A member of the Connecticut state legislature and her partner became the first same-sex couple to legally marry in the US state this morning.
State Representative Beth Bye and Tracey Wilson exchanged vows half an hour after Superior Court Judge Jonathan E. Silbert signed an order granting marriage licences to gay and lesbian couples.
“I think for us, we really were married three years ago in our church,” Ms Bye said. “But it feels different that our state is saying, ‘now you’re married. You have the same rights as everyone else.'”
The Supreme Court of Connecticut overturned a ban on gay marriage last month, ruling that stopping same-sex partners from marrying was a violation of their constitutional rights.
Republican state Governor Jodi Rell said that although she disagreed with the judgement, she would uphold it.
“I do not believe their voice reflects the majority of the people of Connecticut,” she said.
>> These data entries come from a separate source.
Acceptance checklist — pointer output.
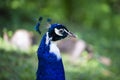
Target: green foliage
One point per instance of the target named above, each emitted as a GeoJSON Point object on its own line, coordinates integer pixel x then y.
{"type": "Point", "coordinates": [96, 22]}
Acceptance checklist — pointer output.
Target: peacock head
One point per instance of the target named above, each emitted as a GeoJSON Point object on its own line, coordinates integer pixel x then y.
{"type": "Point", "coordinates": [58, 32]}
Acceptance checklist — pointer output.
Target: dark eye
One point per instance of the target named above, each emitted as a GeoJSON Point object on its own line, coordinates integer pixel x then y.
{"type": "Point", "coordinates": [61, 31]}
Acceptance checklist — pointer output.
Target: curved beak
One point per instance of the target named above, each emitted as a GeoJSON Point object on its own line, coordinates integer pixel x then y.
{"type": "Point", "coordinates": [70, 34]}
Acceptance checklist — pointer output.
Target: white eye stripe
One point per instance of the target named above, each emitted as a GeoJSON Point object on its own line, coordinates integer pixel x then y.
{"type": "Point", "coordinates": [58, 32]}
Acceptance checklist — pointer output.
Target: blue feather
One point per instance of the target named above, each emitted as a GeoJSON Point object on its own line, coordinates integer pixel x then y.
{"type": "Point", "coordinates": [38, 25]}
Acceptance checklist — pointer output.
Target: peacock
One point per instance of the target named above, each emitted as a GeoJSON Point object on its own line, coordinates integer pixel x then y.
{"type": "Point", "coordinates": [50, 65]}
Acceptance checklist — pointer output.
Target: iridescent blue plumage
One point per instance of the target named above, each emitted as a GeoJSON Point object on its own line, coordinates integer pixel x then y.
{"type": "Point", "coordinates": [50, 66]}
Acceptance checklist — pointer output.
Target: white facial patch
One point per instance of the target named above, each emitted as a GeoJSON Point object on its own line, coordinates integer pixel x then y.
{"type": "Point", "coordinates": [47, 39]}
{"type": "Point", "coordinates": [58, 32]}
{"type": "Point", "coordinates": [54, 49]}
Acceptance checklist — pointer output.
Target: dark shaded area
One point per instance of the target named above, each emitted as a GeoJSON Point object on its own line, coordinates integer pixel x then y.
{"type": "Point", "coordinates": [96, 22]}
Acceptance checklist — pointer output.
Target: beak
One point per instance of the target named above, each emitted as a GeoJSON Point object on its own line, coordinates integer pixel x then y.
{"type": "Point", "coordinates": [70, 34]}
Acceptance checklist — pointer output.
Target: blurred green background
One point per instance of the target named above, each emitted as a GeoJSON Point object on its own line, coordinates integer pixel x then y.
{"type": "Point", "coordinates": [95, 21]}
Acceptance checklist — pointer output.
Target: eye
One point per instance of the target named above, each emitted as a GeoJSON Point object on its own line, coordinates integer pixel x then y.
{"type": "Point", "coordinates": [61, 31]}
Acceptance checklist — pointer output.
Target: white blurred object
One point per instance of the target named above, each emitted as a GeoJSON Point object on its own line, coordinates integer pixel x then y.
{"type": "Point", "coordinates": [22, 40]}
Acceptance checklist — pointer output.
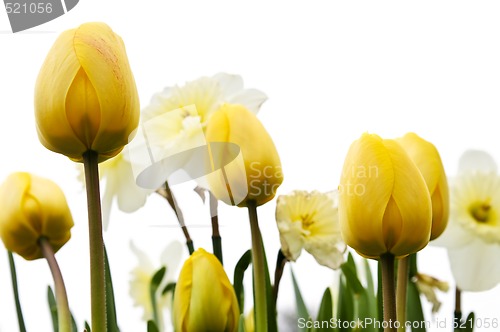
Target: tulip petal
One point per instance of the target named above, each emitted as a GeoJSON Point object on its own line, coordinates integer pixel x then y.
{"type": "Point", "coordinates": [102, 56]}
{"type": "Point", "coordinates": [365, 189]}
{"type": "Point", "coordinates": [412, 198]}
{"type": "Point", "coordinates": [474, 267]}
{"type": "Point", "coordinates": [52, 85]}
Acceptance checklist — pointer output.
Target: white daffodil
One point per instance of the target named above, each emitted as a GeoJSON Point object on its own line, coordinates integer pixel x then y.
{"type": "Point", "coordinates": [120, 185]}
{"type": "Point", "coordinates": [473, 234]}
{"type": "Point", "coordinates": [141, 279]}
{"type": "Point", "coordinates": [309, 220]}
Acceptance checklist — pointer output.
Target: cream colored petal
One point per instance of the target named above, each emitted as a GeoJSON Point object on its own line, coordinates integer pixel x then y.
{"type": "Point", "coordinates": [477, 161]}
{"type": "Point", "coordinates": [53, 82]}
{"type": "Point", "coordinates": [473, 266]}
{"type": "Point", "coordinates": [365, 188]}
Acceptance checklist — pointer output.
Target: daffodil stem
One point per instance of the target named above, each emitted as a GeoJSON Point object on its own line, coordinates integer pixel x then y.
{"type": "Point", "coordinates": [388, 292]}
{"type": "Point", "coordinates": [96, 243]}
{"type": "Point", "coordinates": [401, 289]}
{"type": "Point", "coordinates": [216, 238]}
{"type": "Point", "coordinates": [13, 274]}
{"type": "Point", "coordinates": [63, 313]}
{"type": "Point", "coordinates": [278, 273]}
{"type": "Point", "coordinates": [258, 263]}
{"type": "Point", "coordinates": [169, 196]}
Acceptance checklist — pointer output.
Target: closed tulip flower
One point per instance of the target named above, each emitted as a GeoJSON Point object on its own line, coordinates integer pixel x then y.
{"type": "Point", "coordinates": [32, 208]}
{"type": "Point", "coordinates": [425, 155]}
{"type": "Point", "coordinates": [85, 95]}
{"type": "Point", "coordinates": [259, 174]}
{"type": "Point", "coordinates": [384, 206]}
{"type": "Point", "coordinates": [204, 299]}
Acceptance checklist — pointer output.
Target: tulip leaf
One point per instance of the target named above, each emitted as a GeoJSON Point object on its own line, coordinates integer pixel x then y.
{"type": "Point", "coordinates": [325, 313]}
{"type": "Point", "coordinates": [111, 319]}
{"type": "Point", "coordinates": [239, 273]}
{"type": "Point", "coordinates": [152, 326]}
{"type": "Point", "coordinates": [302, 312]}
{"type": "Point", "coordinates": [153, 289]}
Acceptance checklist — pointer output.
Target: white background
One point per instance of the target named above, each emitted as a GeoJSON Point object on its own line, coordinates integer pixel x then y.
{"type": "Point", "coordinates": [331, 70]}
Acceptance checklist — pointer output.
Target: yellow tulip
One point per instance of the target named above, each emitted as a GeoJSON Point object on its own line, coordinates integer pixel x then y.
{"type": "Point", "coordinates": [85, 94]}
{"type": "Point", "coordinates": [384, 206]}
{"type": "Point", "coordinates": [33, 207]}
{"type": "Point", "coordinates": [204, 299]}
{"type": "Point", "coordinates": [425, 155]}
{"type": "Point", "coordinates": [259, 175]}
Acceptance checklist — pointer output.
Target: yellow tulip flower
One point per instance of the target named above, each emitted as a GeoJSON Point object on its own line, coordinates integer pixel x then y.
{"type": "Point", "coordinates": [85, 94]}
{"type": "Point", "coordinates": [425, 155]}
{"type": "Point", "coordinates": [33, 207]}
{"type": "Point", "coordinates": [259, 175]}
{"type": "Point", "coordinates": [384, 203]}
{"type": "Point", "coordinates": [204, 299]}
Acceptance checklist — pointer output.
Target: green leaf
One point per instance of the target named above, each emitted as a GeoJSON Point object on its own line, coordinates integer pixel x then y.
{"type": "Point", "coordinates": [325, 312]}
{"type": "Point", "coordinates": [302, 312]}
{"type": "Point", "coordinates": [239, 273]}
{"type": "Point", "coordinates": [111, 319]}
{"type": "Point", "coordinates": [53, 308]}
{"type": "Point", "coordinates": [152, 326]}
{"type": "Point", "coordinates": [153, 288]}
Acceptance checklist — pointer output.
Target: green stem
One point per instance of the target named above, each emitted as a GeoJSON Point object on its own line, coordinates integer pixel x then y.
{"type": "Point", "coordinates": [19, 311]}
{"type": "Point", "coordinates": [258, 262]}
{"type": "Point", "coordinates": [96, 243]}
{"type": "Point", "coordinates": [169, 196]}
{"type": "Point", "coordinates": [63, 313]}
{"type": "Point", "coordinates": [388, 287]}
{"type": "Point", "coordinates": [401, 290]}
{"type": "Point", "coordinates": [216, 238]}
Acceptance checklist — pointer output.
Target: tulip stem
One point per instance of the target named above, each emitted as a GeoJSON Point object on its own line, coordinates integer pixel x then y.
{"type": "Point", "coordinates": [258, 263]}
{"type": "Point", "coordinates": [216, 238]}
{"type": "Point", "coordinates": [96, 242]}
{"type": "Point", "coordinates": [13, 274]}
{"type": "Point", "coordinates": [63, 313]}
{"type": "Point", "coordinates": [389, 296]}
{"type": "Point", "coordinates": [401, 290]}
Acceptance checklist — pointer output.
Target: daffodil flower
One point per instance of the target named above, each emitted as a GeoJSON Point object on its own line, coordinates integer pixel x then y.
{"type": "Point", "coordinates": [309, 220]}
{"type": "Point", "coordinates": [473, 234]}
{"type": "Point", "coordinates": [141, 279]}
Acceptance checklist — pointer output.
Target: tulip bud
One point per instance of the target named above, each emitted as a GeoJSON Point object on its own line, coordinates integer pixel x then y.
{"type": "Point", "coordinates": [425, 155]}
{"type": "Point", "coordinates": [384, 204]}
{"type": "Point", "coordinates": [33, 207]}
{"type": "Point", "coordinates": [259, 175]}
{"type": "Point", "coordinates": [85, 94]}
{"type": "Point", "coordinates": [204, 299]}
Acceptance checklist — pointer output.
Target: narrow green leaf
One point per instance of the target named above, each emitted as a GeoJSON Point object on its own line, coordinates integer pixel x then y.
{"type": "Point", "coordinates": [153, 288]}
{"type": "Point", "coordinates": [111, 319]}
{"type": "Point", "coordinates": [325, 313]}
{"type": "Point", "coordinates": [239, 273]}
{"type": "Point", "coordinates": [152, 326]}
{"type": "Point", "coordinates": [53, 308]}
{"type": "Point", "coordinates": [302, 312]}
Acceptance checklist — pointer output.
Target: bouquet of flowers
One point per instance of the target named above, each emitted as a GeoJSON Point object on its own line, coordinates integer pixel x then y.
{"type": "Point", "coordinates": [392, 199]}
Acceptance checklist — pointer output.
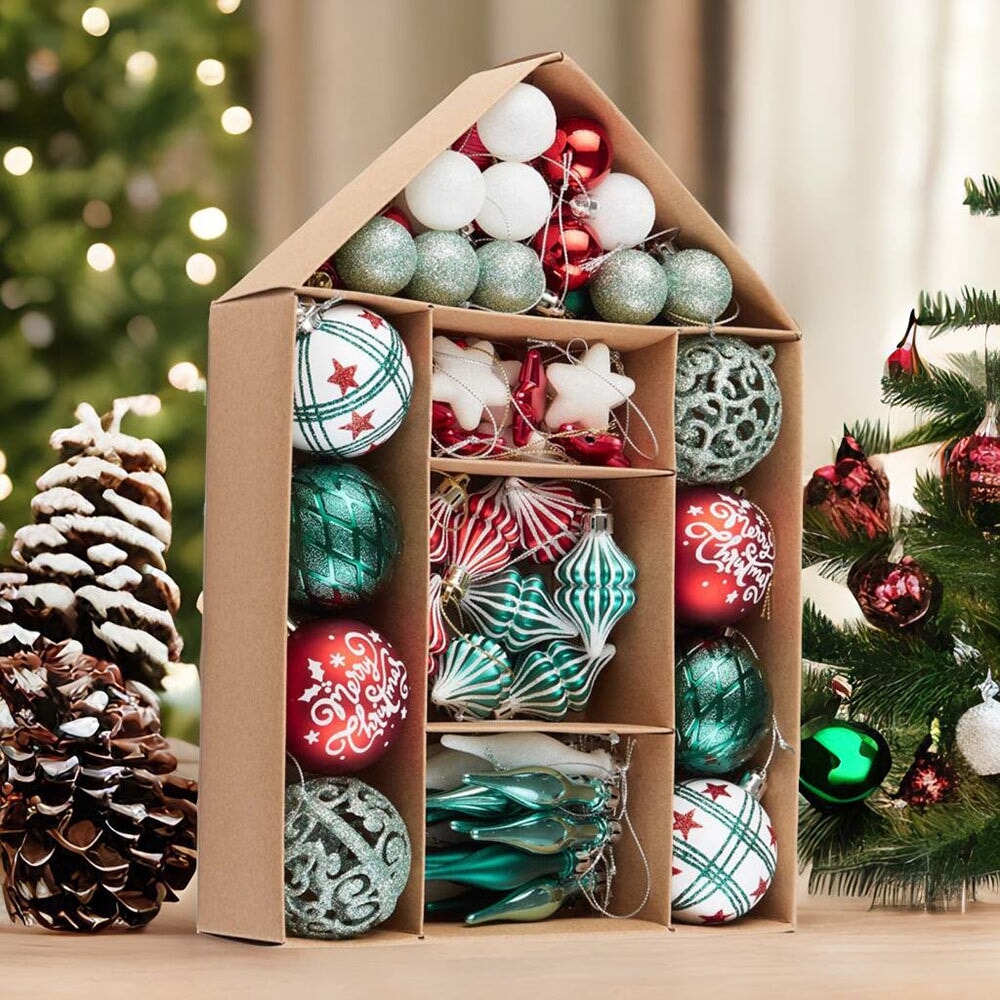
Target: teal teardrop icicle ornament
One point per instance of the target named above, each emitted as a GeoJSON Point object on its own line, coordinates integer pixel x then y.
{"type": "Point", "coordinates": [595, 582]}
{"type": "Point", "coordinates": [474, 678]}
{"type": "Point", "coordinates": [515, 611]}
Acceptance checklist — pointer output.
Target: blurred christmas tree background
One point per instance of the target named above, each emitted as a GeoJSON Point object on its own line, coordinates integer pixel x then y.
{"type": "Point", "coordinates": [124, 208]}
“However, I am also firmly convinced that attempts to reverse this decision, either legislatively or by amending the state Constitution, will not meet with success.”
The judgement followed a case that began four years ago when eight same-sex couples sued the state arguing that by not allowing them to marry, the state discriminated against them in volitional of their constitutional rights.
The majority 4-3 opinion said that the “segregation of heterosexual and homosexual couples into separate institutions constitutes a cognisable harm.”
In the courtroom today were the eight plaintiff couples who started the case in August 2004 – Beth Kerrigan and Jody Mock, Suzanne and Geraldine Artis with their three sons, Jeffrey Busch and Stephen Davis, Barbara and Robin Levine-Ritterman, John Anderson and Garrett Stack, Janet Peck and Carol Conklin, J.E. Martin and Denise Howard, and Damaris Navarro and Gloria Searson.
Many became teary-eyed as the judgment was entered.
After the court proceedings, three of the couples – the Levine-Rittermans, Ms. Searson and Ms. Navarro, and Ms. Kerrigan and Ms. Mock – proceeded to their town halls to apply for marriage licences. All eight couples are making plans to get married within the next year.
Lee Swislow, Executive Director of Gay and Lesbian Advocates and Defenders, who brought the case to court, said:
“So many people have worked long and hard to make this a reality.
“We congratulate them all, and give special thanks to our plaintiff couples. After four years of giving their all, they will finally be able to say ‘I do’ to the person they love.”
Gay marriage was banned in California on November 4th after voters approved a ballot proposition that aims to change the state constitution to define marriage as between a man and a woman.
Proposition 8 was put to Californians after the state Supreme Court ruled in May that gay and lesbian couples have the right to marry.
An estimated 18,000 same-sex couples got married in California between June and November. Their marriages are still legal. Prop 8 faces a range of legal challenges in the state Supreme Court.
Californian gay and lesbian couples can still register domestic partnerships.